Inflation currently stands at around 5%, so if your money is earning 5% interest in a bank account, then it’s quite simply “standing still” in real terms. What cost £100 last year now costs £105, so you’re not any better off. Obviously as a long-term plan you need to be getting an interest rate better than inflation. Say you find a good couple of investments and manage to sort out something for 8%. That means for every million you have in the bank, you get £80,000 back in interest. But of course, you’re taxed on that (at higher-rate tax band), so there’s another £22,500 gone. And of course, you can’t touch the bit that’s put aside to cover inflation, so you’ve just effectively lost another £50,000. £80,000 in interest and you’re only allowed to have your hands on £7,500 of that per year.

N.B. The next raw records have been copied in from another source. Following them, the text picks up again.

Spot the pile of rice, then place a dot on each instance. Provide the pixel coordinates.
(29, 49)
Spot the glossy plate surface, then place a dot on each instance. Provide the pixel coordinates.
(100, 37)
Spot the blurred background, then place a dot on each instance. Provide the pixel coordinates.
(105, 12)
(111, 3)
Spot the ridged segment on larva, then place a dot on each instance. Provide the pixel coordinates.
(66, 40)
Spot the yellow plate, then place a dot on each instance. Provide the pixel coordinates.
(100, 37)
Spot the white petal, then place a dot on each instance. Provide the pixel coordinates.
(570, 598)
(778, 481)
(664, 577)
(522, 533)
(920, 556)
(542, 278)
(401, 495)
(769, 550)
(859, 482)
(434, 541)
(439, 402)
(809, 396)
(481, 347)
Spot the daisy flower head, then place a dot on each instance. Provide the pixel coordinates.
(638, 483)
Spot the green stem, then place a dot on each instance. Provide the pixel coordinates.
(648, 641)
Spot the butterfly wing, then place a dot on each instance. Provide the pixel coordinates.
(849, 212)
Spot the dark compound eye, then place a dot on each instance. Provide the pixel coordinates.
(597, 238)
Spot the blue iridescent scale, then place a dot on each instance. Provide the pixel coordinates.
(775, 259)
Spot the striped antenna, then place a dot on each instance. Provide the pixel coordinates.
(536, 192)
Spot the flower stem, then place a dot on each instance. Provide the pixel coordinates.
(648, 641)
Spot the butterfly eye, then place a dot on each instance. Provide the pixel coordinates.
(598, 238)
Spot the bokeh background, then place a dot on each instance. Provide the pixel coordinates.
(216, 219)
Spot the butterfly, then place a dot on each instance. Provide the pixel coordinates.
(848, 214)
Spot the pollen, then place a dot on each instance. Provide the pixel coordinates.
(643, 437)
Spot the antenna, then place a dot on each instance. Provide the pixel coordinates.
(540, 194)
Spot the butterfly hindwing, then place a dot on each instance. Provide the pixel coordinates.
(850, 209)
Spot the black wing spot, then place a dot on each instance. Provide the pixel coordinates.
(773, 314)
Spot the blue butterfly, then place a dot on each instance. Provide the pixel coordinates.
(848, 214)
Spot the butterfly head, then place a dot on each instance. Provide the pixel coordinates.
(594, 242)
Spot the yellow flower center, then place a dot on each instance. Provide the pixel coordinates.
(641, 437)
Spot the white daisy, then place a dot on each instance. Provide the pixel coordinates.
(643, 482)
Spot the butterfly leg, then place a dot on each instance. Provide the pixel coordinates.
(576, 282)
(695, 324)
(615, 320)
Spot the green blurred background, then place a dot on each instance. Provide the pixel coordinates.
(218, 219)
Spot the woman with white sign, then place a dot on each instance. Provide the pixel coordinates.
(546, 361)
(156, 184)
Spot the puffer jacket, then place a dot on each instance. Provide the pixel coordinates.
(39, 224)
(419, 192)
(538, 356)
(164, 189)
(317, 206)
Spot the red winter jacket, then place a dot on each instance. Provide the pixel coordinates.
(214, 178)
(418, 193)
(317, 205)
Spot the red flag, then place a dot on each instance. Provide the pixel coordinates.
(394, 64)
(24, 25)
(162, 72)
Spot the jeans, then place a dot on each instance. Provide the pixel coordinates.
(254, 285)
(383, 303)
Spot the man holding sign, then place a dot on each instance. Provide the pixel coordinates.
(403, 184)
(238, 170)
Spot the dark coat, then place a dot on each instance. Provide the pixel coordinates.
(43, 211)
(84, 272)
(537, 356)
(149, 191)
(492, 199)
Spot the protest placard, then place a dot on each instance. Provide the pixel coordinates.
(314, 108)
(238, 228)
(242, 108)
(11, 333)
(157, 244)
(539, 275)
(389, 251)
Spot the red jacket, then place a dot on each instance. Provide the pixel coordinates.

Now that doesn’t sound bad – after all you don’t have any mortgage or other debts to pay off, do you? But you’ve moved to the bigger house which costs a fortune to heat and light. Plus, you’re now used to fine dining and the expensive holidays which you don’t really want to cut out. You’re no longer employed, either, so you need some hobby to fill-in the time between now and death. £7,500 is now significantly less than you thought you were going to get as a pension when you planned for retirement before all this happened. That “millionaire’s lifestyle” of you and beloved flying business class to New York for a weekend costs over £7,000 (excluding accommodation) and is now looking very distant indeed.
Money: stay happy without it, because if you do happen upon some, it’s never as much as you think. Unless of course you’re a bank, in which case gamble it anyway, because someone will come along and rescue you if you ever get into trouble.